Book Review: Guide to U.S. Government Practice of Global Sharing of Personal Information
By Janet Steinman, CIPP/US
When information sharing using computer technology began in the 1970s, the issues were mainly the coordination of government benefits for foreign nationals living or working abroad. As time has passed and the issues have broadened to sharing personally identifiable information (PPI) in order to investigate and prevent international crime—including fraud that could harm market integrity, and most notably, terrorism—data protection laws and international agreements have become more widespread and complex. New U.S. and international data privacy and security principles have also become more numerous and complicated.
John W. Kropf, CIPP/US, CIPP/G, a lawyer whose career has included serving in the U.S. Department of Homeland Security, U.S. Department of State and USAID, has brought together a considerable amount of information regarding these principles, standards and agreements and written about them in the Guide to US Government Practice on Global Sharing of Personal Information.

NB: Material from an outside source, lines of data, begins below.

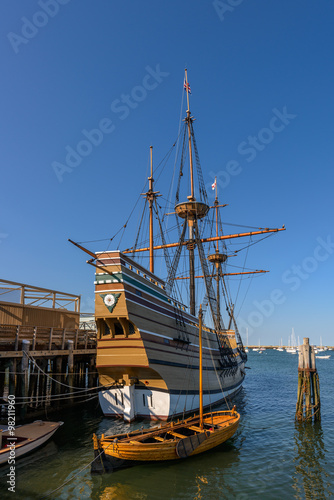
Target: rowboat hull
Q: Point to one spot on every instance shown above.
(167, 442)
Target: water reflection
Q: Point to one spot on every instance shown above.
(207, 474)
(310, 477)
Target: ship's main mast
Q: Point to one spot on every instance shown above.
(191, 210)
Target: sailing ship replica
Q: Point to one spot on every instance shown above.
(171, 441)
(148, 338)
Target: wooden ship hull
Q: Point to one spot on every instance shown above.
(148, 348)
(148, 341)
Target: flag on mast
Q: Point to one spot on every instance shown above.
(187, 87)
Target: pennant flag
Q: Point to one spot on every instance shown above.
(187, 87)
(110, 300)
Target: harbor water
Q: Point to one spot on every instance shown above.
(270, 457)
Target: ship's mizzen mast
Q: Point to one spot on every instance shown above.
(151, 196)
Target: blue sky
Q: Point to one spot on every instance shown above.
(261, 75)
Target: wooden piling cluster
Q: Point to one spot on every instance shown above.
(45, 368)
(308, 396)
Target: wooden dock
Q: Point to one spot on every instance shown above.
(45, 366)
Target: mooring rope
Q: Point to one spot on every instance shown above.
(75, 475)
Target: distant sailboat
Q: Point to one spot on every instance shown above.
(292, 349)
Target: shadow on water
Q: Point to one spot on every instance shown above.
(202, 476)
(310, 479)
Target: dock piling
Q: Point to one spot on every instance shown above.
(308, 395)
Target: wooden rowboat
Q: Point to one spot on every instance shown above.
(168, 441)
(24, 439)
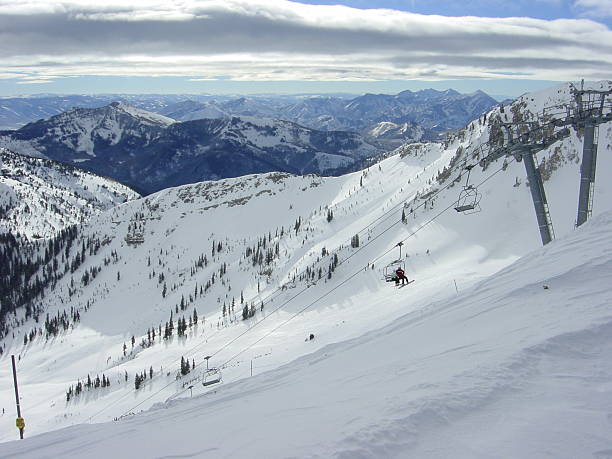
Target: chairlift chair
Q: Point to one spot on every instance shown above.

In addition to the laws of individual nations, there are various Memoranda of Understanding, Mutual Legal Assistance Treaties and other treaties between the U.S. government and foreign governments. The plethora of laws, the question of which laws apply to particular transactions, which agency administers the laws, what the private sector is required to do and what it is prohibited from doing and the international agreements in data protection pose a complex tangle of questions for the legal professional. This guide makes the research regarding international agreements and the principles behind them considerably easier.

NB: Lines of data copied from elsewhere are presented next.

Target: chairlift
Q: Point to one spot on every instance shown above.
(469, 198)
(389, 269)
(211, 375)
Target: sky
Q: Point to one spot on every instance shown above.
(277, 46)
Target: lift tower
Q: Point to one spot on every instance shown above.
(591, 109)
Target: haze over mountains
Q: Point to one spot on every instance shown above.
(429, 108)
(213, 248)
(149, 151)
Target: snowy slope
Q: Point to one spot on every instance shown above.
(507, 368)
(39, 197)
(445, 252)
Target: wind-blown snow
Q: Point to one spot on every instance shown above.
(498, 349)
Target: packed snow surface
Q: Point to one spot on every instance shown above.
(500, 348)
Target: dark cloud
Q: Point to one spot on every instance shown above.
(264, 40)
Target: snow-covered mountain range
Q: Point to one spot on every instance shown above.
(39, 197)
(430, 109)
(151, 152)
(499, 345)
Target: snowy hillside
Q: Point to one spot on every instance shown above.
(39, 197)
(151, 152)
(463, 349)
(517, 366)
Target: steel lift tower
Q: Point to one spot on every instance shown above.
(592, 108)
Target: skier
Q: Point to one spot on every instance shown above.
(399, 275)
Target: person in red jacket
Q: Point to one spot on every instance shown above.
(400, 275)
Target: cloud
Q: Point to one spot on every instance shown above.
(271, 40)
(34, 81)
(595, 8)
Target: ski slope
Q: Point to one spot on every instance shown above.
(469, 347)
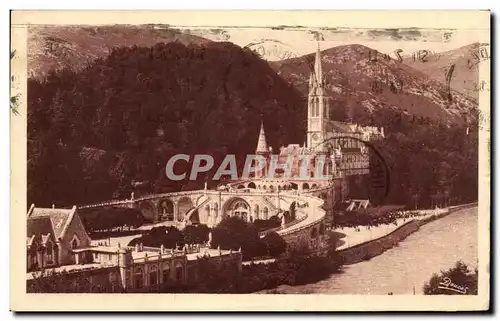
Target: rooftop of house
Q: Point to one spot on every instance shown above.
(49, 220)
(72, 268)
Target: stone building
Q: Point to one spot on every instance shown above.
(54, 237)
(57, 242)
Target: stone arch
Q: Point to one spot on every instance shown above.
(206, 214)
(293, 210)
(166, 210)
(195, 217)
(239, 207)
(153, 275)
(184, 205)
(166, 272)
(148, 210)
(216, 212)
(138, 278)
(287, 216)
(179, 271)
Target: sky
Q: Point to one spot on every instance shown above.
(281, 44)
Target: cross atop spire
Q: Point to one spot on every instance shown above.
(318, 72)
(262, 143)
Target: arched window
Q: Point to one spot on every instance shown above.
(207, 213)
(153, 275)
(49, 251)
(166, 273)
(179, 272)
(75, 242)
(265, 213)
(138, 278)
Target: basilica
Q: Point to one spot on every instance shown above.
(338, 148)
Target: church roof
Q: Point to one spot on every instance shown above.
(40, 229)
(339, 127)
(59, 220)
(262, 143)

Kropf’s introduction includes sections on political, legal, foreign policy and national security considerations. Since September 11, 2001, public safety and law enforcement are uppermost in the minds of individuals and their governments. The U.S. has entered into a number of agreements to share PII with foreign nations. Who the U.S. federal government shares information with depends on that nation’s privacy laws, how close an ally they are, the due process protections they provide and their general track record of trustworthiness.

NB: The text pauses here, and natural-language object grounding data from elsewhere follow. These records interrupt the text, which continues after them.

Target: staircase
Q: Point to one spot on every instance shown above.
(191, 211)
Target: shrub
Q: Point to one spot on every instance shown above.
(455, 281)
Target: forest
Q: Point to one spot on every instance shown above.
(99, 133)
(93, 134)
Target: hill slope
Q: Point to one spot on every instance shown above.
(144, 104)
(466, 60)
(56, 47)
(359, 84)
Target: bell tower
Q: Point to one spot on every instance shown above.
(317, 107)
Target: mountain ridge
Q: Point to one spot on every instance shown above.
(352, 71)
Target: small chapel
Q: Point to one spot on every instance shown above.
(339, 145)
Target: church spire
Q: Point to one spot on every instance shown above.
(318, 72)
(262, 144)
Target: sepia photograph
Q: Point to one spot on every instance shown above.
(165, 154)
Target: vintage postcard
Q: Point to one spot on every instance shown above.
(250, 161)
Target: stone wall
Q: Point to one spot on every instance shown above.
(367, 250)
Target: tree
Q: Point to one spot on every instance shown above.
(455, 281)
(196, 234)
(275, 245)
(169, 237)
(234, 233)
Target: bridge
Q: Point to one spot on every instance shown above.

This guide sets forth the U.S. principles that are reflected in these agreements. They are Fair Information Practice Principles (FIPPS), the U.S. information sharing environment, information sharing guidelines plus principles regarding both obtaining and sharing information from foreign governments. The Department of Homeland Security (DHS) was the first U.S. agency to adopt FIPPS following 9/11. FIPPS include that the existence of and reason for the collection of data should be communicated to the data subject and that the PII should be handled securely.
Other U.S. principles include The Intelligence Reform and Terrorism Prevention Act of 2004, which established the Information Sharing Environment (ISE), “an approach that facilitates the sharing of terrorism information.” Based on the ISE, the U.S. exchanges biographic and biometric information with foreign partners about known and suspected terrorists. The U.S. also shares such information with international crime-solving entities such as INTERPOL. Kropf also discusses international principles from APEC and OECD.
There is a chapter on practices by the U.S. government, which include collection and use limitations, third-party disclosure questions and special issues regarding the EU. Many countries, particularly in Europe, consider data privacy to be a basic human right and say so in their constitutions. The U.S. has a less expansive concept of protecting PII. These and other principles are set forth in the EU-U.S. High Level Contract Group (HLCG), which includes the universally recognized FIPPs. Onward transfers to third countries, from either the sending party or a private party, may only occur if permitted under the domestic privacy laws of the receiving country and in accordance with applicable international arrangements and agreements between the sending and receiving countries.
The heart of the guide is, of course, the information sharing agreements themselves. While not exhaustive, these provide useful and hard-to-find examples of the issues considered and the language used to address them. Both U.S. government and international PII-sharing agreements are presented. In addition to the U.S. DHS, FTC, SSA, Department of the Treasury and the CFTC, there are a total of nine U.S. government entities that administer such agreements with foreign public entities.
This reader would have benefitted from a glossary of the multitude of acronyms, a list of all the treaties discussed and an expanded index. Kropf’s book otherwise fills a need for readily accessible information on the topic. It provides an outstanding overview of U.S. and foreign laws of PII protection and how they are addressed between U.S. and foreign governments, the reasons behind them and useful examples.
Janet Steinman, JD, CIPP/US, is a member of the Harvard Law School Online Media Legal network and the American Bar Association Advisory Panel. She is experienced in laws on information technology, data licensing, e-commerce, computer technology, software development and licensing, U.S. and foreign data privacy and security laws including HIPAA and GLBA, among others.